UK: Theresa May prepares to take over from David Cameron

UK’s Prime Minister, David Cameron has chaired his final cabinet meeting, with some “wonderful tributes” paid to him, as he exit as PM.

Mrs. Theresa May is preparing to take over from Mr. David Cameron, who will hand in his resignation to the Queen on Wednesday, July 13, 2016.

Mrs. May, home secretary since 2010, had been expecting a nine-week race for the Tory leadership, but rival Andrea Leadsom withdrew on Monday.

Mrs. May, who has pledged to make Brexit a success, will appoint her own ministerial team when she takes office.

She says she is “honoured and humbled” to be taking over as Conservative Party leader and, therefore, prime minister.

Theresa May is the new Conservative Party leader and will become the UK’s second female prime minister on Wednesday, taking charge at one of the most turbulent times in recent political history.

The 59-year-old home secretary’s carefully cultivated image of political dependability and unflappability appears to have made her the right person at the right time as the fallout from the UK’s vote to leave the EU smashed possible rivals out of contention.

Long known to have nurtured leadership hopes, Mrs. May, whose friends recall her early ambition to be the UK’s first female PM, could have reasonably expected to have had to wait until at least 2018 to have a shot at Downing Street.

But the EU referendum which David Cameron called and lost – the year after leading the party to its first election win in 23 years – turned political certainties on their head and, as other candidates fell by the wayside after the PM’s own resignation, Mrs. May emerged as the “unity” candidate to succeed him.

That her party should rally round her at such a time of national uncertainty is testament not only to the respect in which she is held across the party but to the fact that, in a world where political reputations can be shredded in an instant, Mrs. May is the ultimate political survivor.

In the early days at Westminster she became known for her exuberant choice of footwear – her kitten heels became famous in political circles in the noughties, while she named a lifetime subscription to Vogue as the luxury item she would take to a desert island.

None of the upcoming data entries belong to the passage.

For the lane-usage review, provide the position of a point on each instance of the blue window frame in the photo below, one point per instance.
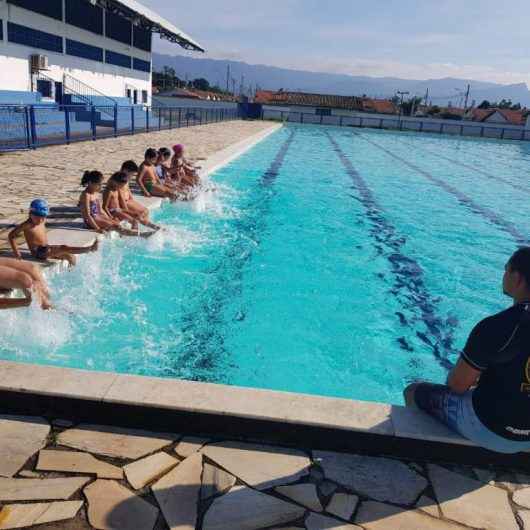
(144, 66)
(34, 38)
(49, 8)
(80, 49)
(118, 28)
(84, 15)
(142, 39)
(117, 59)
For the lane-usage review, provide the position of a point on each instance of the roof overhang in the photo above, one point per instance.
(148, 19)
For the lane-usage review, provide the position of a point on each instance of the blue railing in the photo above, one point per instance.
(32, 126)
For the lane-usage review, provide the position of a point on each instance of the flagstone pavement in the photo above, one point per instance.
(56, 475)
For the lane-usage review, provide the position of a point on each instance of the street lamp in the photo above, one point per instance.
(401, 93)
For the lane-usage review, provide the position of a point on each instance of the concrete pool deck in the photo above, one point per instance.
(70, 450)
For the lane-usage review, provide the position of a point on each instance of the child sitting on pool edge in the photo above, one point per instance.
(34, 230)
(148, 180)
(93, 214)
(132, 207)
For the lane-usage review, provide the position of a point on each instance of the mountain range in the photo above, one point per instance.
(441, 91)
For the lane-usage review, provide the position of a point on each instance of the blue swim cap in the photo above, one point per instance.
(40, 208)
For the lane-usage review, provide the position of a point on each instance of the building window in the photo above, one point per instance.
(142, 39)
(34, 38)
(144, 66)
(118, 28)
(118, 59)
(80, 49)
(83, 15)
(49, 8)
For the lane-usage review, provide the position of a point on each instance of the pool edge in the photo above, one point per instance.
(270, 416)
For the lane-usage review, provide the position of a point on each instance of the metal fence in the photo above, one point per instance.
(33, 126)
(459, 128)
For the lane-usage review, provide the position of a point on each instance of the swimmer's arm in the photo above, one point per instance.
(13, 303)
(462, 377)
(13, 235)
(121, 201)
(106, 202)
(85, 212)
(141, 182)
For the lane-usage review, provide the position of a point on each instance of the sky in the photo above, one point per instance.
(485, 40)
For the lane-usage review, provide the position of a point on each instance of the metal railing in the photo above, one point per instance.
(33, 126)
(73, 86)
(453, 127)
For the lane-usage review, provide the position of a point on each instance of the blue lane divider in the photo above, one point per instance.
(463, 199)
(203, 341)
(409, 283)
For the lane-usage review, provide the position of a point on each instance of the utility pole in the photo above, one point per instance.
(401, 93)
(467, 97)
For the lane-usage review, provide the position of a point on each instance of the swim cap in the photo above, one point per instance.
(39, 207)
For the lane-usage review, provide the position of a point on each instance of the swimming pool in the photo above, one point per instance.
(339, 262)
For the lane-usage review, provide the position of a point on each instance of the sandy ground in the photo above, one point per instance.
(55, 172)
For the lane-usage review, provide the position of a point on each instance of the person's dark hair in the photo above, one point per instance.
(130, 165)
(91, 177)
(150, 153)
(520, 262)
(120, 177)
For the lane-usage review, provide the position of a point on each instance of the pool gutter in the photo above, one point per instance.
(221, 411)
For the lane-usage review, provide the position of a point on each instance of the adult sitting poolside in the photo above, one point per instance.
(487, 396)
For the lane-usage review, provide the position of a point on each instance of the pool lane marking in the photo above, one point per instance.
(407, 271)
(463, 199)
(472, 167)
(199, 352)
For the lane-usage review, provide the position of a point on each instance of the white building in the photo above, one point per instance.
(84, 47)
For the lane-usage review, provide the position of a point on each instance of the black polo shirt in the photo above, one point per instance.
(499, 347)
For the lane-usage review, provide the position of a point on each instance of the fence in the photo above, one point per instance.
(459, 128)
(32, 126)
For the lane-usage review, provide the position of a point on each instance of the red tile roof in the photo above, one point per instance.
(514, 117)
(325, 100)
(306, 99)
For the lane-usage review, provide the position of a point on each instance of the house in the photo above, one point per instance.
(498, 116)
(322, 104)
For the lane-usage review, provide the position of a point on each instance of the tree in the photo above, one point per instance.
(410, 104)
(201, 84)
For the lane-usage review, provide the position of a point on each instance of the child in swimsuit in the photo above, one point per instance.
(148, 180)
(189, 172)
(93, 214)
(18, 274)
(34, 230)
(111, 200)
(127, 202)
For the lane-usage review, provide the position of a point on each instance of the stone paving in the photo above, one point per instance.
(54, 475)
(55, 172)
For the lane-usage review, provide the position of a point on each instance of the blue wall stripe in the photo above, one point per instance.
(409, 285)
(463, 199)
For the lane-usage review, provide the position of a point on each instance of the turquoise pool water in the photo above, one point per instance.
(339, 262)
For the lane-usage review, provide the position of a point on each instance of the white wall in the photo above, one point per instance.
(109, 79)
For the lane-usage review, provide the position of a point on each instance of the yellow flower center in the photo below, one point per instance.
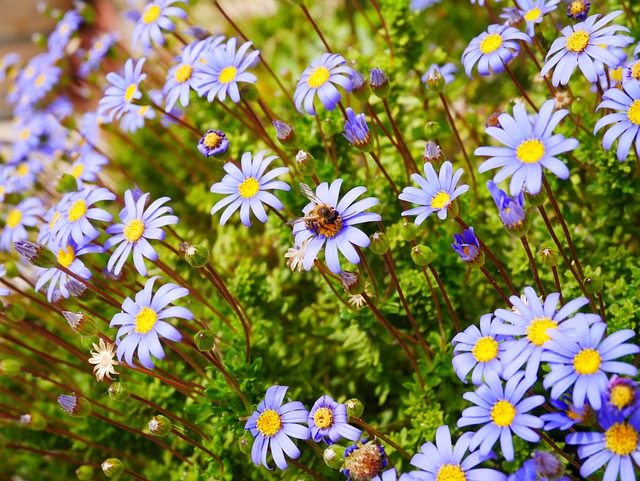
(77, 211)
(151, 14)
(587, 362)
(451, 472)
(318, 77)
(227, 74)
(77, 170)
(133, 230)
(145, 320)
(485, 349)
(269, 423)
(323, 418)
(14, 218)
(537, 330)
(249, 188)
(533, 14)
(66, 257)
(621, 439)
(634, 112)
(530, 151)
(490, 43)
(212, 140)
(130, 92)
(441, 199)
(503, 413)
(183, 73)
(578, 41)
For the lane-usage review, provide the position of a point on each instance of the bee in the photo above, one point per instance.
(322, 218)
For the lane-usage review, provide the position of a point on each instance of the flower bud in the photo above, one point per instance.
(352, 282)
(379, 83)
(548, 257)
(355, 408)
(160, 426)
(67, 183)
(112, 467)
(203, 340)
(196, 255)
(334, 456)
(85, 473)
(75, 405)
(379, 243)
(305, 163)
(432, 130)
(119, 391)
(285, 134)
(593, 284)
(36, 254)
(81, 323)
(422, 255)
(9, 367)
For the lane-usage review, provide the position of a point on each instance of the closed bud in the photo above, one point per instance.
(305, 163)
(119, 391)
(422, 255)
(9, 367)
(67, 183)
(352, 282)
(112, 467)
(379, 83)
(593, 284)
(379, 243)
(81, 323)
(75, 405)
(85, 473)
(196, 255)
(432, 130)
(355, 408)
(285, 134)
(36, 254)
(548, 257)
(334, 456)
(409, 231)
(160, 426)
(204, 340)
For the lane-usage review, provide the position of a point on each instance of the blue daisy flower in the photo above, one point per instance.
(340, 234)
(581, 357)
(329, 422)
(67, 256)
(479, 349)
(443, 460)
(627, 119)
(493, 49)
(435, 193)
(138, 225)
(617, 447)
(246, 188)
(273, 424)
(530, 145)
(223, 69)
(533, 321)
(118, 98)
(143, 321)
(319, 79)
(25, 214)
(155, 19)
(580, 45)
(503, 412)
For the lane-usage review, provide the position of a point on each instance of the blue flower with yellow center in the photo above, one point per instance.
(273, 424)
(142, 322)
(503, 413)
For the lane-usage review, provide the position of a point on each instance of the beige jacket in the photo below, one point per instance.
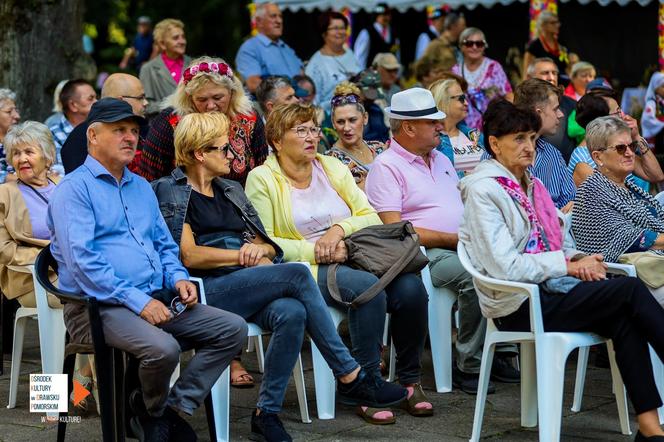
(17, 246)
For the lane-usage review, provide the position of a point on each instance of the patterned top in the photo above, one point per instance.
(357, 168)
(247, 136)
(484, 84)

But it is her toughness which has become her political hallmark. She has coped with being one of only a small number of women in the upper echelons of the Conservative Party for 17 years and has been prepared to tell her party some hard truths, famously informing activists at the 2002 conference that “you know what some people call us – the nasty party”.

Born in Sussex but raised largely in Oxfordshire, Mrs. May, both of whose grandmothers are reported to have been in domestic service, attended a state primary, an independent convent school and then a grammar school in the village of Wheatley, which became the Wheatley Park Comprehensive School during her time there.

The young Theresa Brazier, as she was then, threw herself into village life, taking part in a pantomime that was produced by her father and working in the bakery on Saturdays to earn pocket money.

Friends recall a tall, fashion-conscious young women who from an early age spoke of her ambition to be the first women prime minister.

Like Margaret Thatcher, she went to Oxford University to study and, like so many others of her generation, found that her personal and political lives soon became closely intertwined.

In 1976, in her third year, she met her husband Philip, who was president of the Oxford Union, a well-known breeding ground for future political leaders.

The story has it that they were introduced at a Conservative Association disco by the subsequent Pakistani prime minister Benazir Bhutto. They married in 1980.

Her university friend Pat Frankland, speaking in 2011 on a BBC Radio 4 profile of the then home secretary, said: “I cannot remember a time when she did not have political ambitions.